Et puis l’dimanche, mam’ Lefèvre, j’irais avec ma p’tite femme à la barrière, au salon d’flore, manger la fine gibelotte de lapin, avec une bonne bouteille de vin à seize, sans compter l’gros radis noir par dessus l’marché !… Oh ! oui, que j’la rendrais heureuse !… T’nez mam’ Lefèvre vous savez qu’aux trois journées de 1830, je m’suis conduit en brave citoyen, qu’j’ai même reçu la croix d’juillet et la commission des récompenses nationales a pris mon nom ?… Eh ben, j’y suis pas même allé à c’te commission, j’ai tout laissé ça là, y a c’pendant du temps d’écoulé, mais, bouth ! des récompenses, j’aime ben mieux rester auprès d’la bourgeoise au moins, quoiqu’y parle jamais, si j’la vois pleurer, j’cours à la boutique et j’y pleure aussi.

Mad.
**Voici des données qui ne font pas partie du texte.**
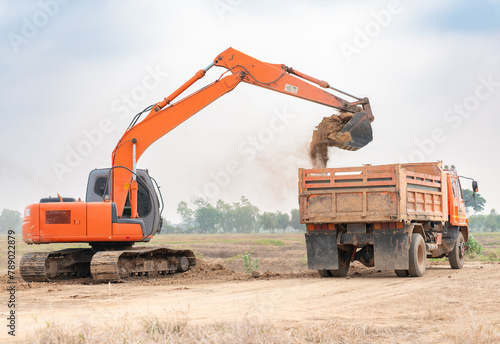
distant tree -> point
(295, 220)
(206, 216)
(485, 223)
(268, 221)
(245, 216)
(168, 228)
(283, 220)
(473, 205)
(492, 221)
(227, 222)
(10, 220)
(187, 216)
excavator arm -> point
(165, 115)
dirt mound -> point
(328, 129)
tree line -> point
(485, 223)
(236, 217)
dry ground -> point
(217, 302)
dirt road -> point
(436, 307)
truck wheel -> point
(344, 263)
(324, 273)
(457, 256)
(417, 256)
(402, 273)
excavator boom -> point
(165, 115)
(122, 206)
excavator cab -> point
(148, 204)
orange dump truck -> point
(391, 217)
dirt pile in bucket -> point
(328, 129)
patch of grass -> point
(245, 331)
(270, 242)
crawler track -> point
(104, 266)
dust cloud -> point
(328, 129)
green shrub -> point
(249, 265)
(473, 246)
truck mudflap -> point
(391, 250)
(322, 253)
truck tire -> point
(417, 256)
(324, 273)
(344, 263)
(457, 255)
(402, 273)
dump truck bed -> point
(384, 193)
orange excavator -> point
(122, 205)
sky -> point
(74, 73)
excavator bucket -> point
(355, 134)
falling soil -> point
(328, 129)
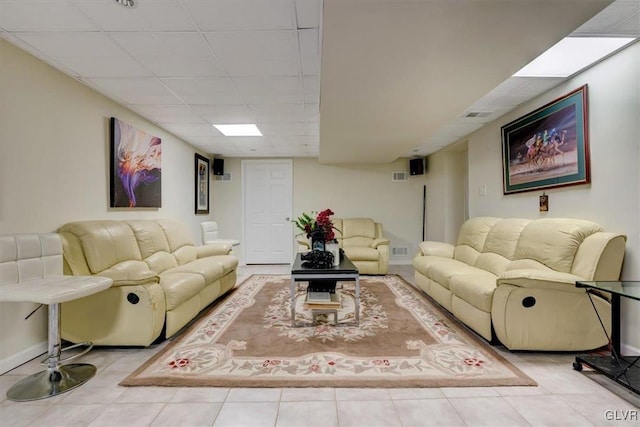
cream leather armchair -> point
(363, 242)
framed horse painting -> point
(547, 147)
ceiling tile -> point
(170, 114)
(74, 45)
(265, 113)
(265, 90)
(309, 52)
(225, 114)
(136, 91)
(192, 129)
(204, 91)
(39, 15)
(182, 68)
(156, 15)
(221, 15)
(162, 45)
(254, 53)
(308, 13)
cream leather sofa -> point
(363, 243)
(160, 279)
(516, 278)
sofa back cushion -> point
(179, 240)
(356, 231)
(554, 241)
(472, 237)
(104, 243)
(153, 245)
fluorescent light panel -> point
(571, 55)
(239, 130)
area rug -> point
(403, 340)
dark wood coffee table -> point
(345, 271)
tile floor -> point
(564, 397)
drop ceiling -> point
(347, 81)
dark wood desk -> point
(625, 370)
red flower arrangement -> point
(320, 224)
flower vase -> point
(334, 248)
(317, 241)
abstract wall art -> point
(136, 167)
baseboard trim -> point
(22, 357)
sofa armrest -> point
(441, 249)
(130, 273)
(380, 241)
(540, 279)
(212, 249)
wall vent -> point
(400, 176)
(478, 114)
(399, 251)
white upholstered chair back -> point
(29, 256)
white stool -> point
(210, 234)
(31, 270)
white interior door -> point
(267, 191)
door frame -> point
(243, 167)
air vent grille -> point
(399, 176)
(478, 114)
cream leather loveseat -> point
(363, 243)
(516, 277)
(160, 279)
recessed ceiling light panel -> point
(239, 130)
(571, 55)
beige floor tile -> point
(187, 415)
(487, 411)
(128, 414)
(372, 413)
(200, 394)
(547, 411)
(307, 394)
(415, 393)
(420, 413)
(362, 394)
(247, 414)
(69, 415)
(254, 395)
(22, 414)
(308, 414)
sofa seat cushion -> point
(476, 289)
(361, 253)
(442, 272)
(228, 263)
(422, 263)
(211, 271)
(180, 287)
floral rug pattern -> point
(456, 358)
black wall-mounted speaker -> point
(218, 166)
(416, 166)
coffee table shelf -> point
(345, 271)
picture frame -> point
(135, 172)
(548, 147)
(202, 182)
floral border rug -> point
(403, 340)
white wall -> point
(613, 197)
(349, 190)
(54, 168)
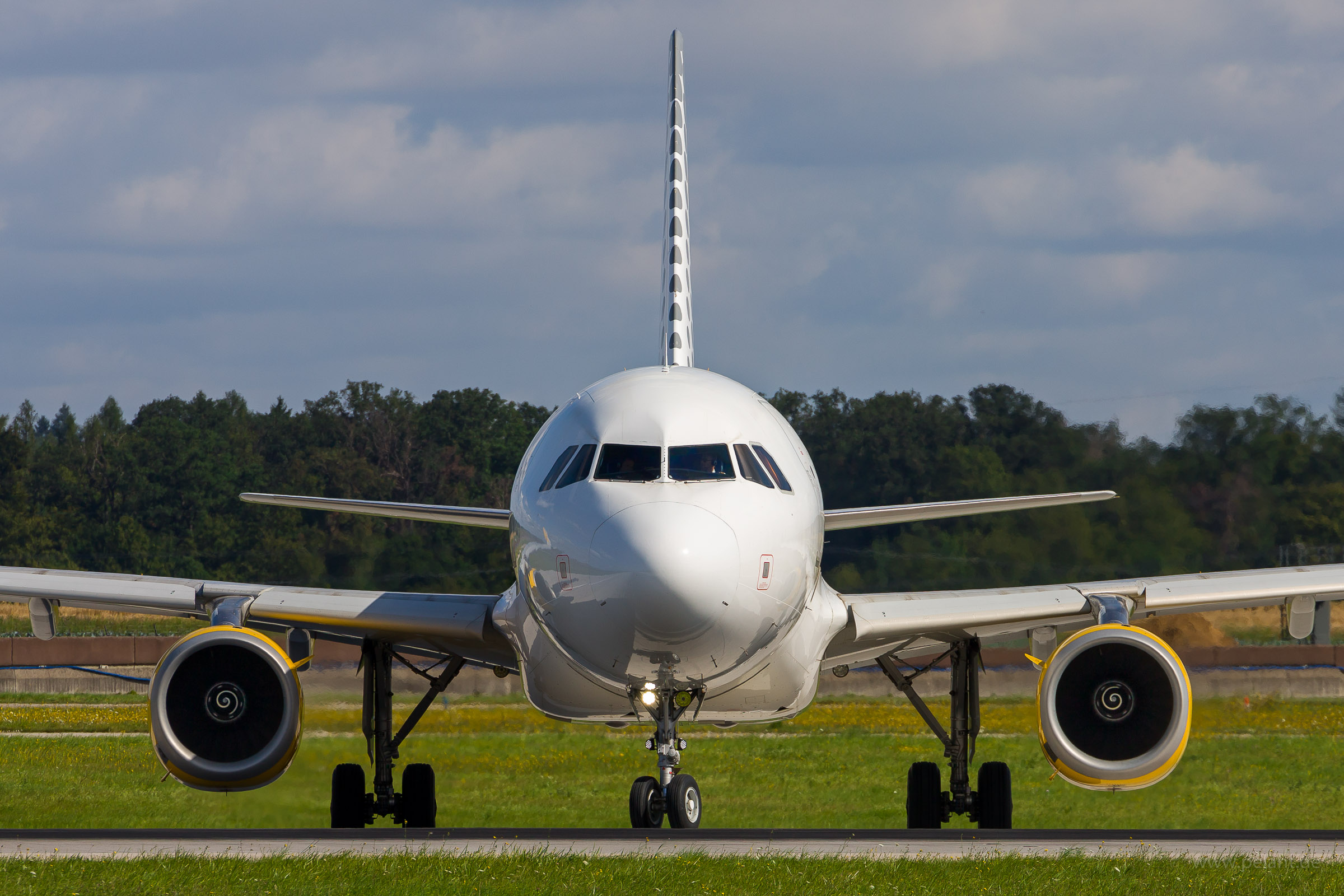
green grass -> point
(582, 777)
(684, 875)
(6, 698)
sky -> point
(1121, 209)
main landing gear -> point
(414, 806)
(673, 793)
(928, 805)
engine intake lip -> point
(1117, 730)
(273, 699)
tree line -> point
(156, 494)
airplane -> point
(666, 527)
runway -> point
(131, 843)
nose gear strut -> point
(673, 793)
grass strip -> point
(533, 874)
(573, 780)
(1005, 716)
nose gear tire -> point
(646, 804)
(683, 802)
(417, 804)
(348, 796)
(993, 799)
(924, 796)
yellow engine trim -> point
(1128, 783)
(256, 781)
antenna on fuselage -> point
(678, 349)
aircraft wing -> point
(855, 517)
(433, 624)
(913, 622)
(487, 517)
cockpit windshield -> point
(629, 463)
(693, 463)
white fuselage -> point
(713, 582)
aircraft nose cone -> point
(673, 566)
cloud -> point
(363, 167)
(884, 195)
(1186, 194)
(1180, 194)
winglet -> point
(678, 349)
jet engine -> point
(1113, 708)
(225, 710)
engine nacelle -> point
(225, 710)
(1113, 708)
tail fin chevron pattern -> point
(676, 235)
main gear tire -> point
(924, 796)
(348, 804)
(646, 802)
(993, 797)
(418, 806)
(683, 802)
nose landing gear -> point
(926, 804)
(674, 793)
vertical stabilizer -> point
(678, 349)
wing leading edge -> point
(486, 517)
(458, 624)
(885, 622)
(857, 517)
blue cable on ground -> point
(97, 672)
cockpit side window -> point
(697, 463)
(629, 463)
(752, 469)
(580, 468)
(558, 468)
(774, 468)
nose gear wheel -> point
(673, 794)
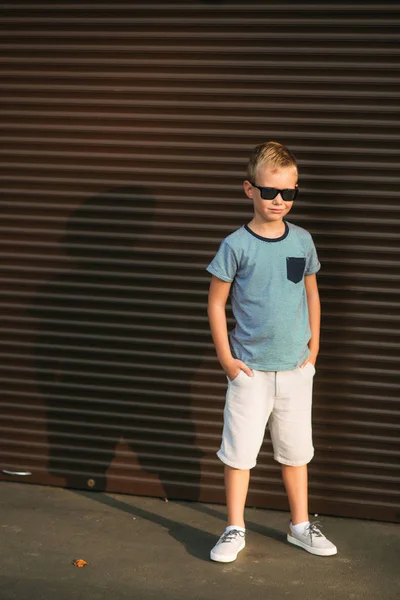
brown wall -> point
(125, 138)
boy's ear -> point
(248, 188)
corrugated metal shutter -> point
(127, 128)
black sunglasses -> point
(270, 193)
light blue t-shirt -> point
(268, 295)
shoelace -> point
(230, 536)
(312, 529)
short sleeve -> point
(224, 264)
(312, 263)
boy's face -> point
(282, 179)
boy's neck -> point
(267, 229)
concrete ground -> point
(142, 548)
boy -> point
(269, 267)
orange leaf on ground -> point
(80, 563)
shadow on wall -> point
(108, 353)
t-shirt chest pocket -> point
(295, 267)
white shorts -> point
(282, 399)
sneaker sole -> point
(316, 551)
(231, 558)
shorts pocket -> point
(235, 378)
(295, 267)
(308, 370)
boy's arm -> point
(314, 311)
(217, 299)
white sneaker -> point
(312, 540)
(228, 546)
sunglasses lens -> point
(269, 193)
(289, 195)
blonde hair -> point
(272, 155)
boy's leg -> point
(296, 484)
(236, 487)
(290, 426)
(246, 413)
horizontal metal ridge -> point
(197, 145)
(198, 344)
(176, 264)
(207, 117)
(185, 61)
(263, 20)
(265, 50)
(205, 254)
(137, 368)
(311, 7)
(126, 327)
(34, 85)
(207, 34)
(333, 135)
(196, 76)
(188, 159)
(87, 425)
Lefèvre

C’est bien, ça ? mon p’tit Rémi, mais tu n’peux c’pendant pas épouser une femme mariée ?

Rémi.

Eh ben… ben non, Mam’ Lefèvre, j’sais ben… Mais si le divorce prenait ?… Si le bourgeois venait à quitter sa femme ?… Enfin, mam’ Lefèvre… on sait pas… mais si ça arrivait, hein ?… Dites donc ?… Oh ! j’vous en prie, mam’ Lefèvre, parlez y d’moi à mam’ Thérèse !… J’vous l’dis, elle ne s’rait plus malheureuse !… Oh ! non, oh ! non !

Mad. Lefèvre

J’te crois bien, mon bon p’tit Rémi, tu peux croire que si c’te gueuse de loi vient à sortir, je penserai à toi, mais il vaudrait encore mieux que ce malheureux Guillaume reprenne une conduite régulière… Ah ! Dieu de Dieu, si M. Lefèvre m’en faisait la dixième partie seulement !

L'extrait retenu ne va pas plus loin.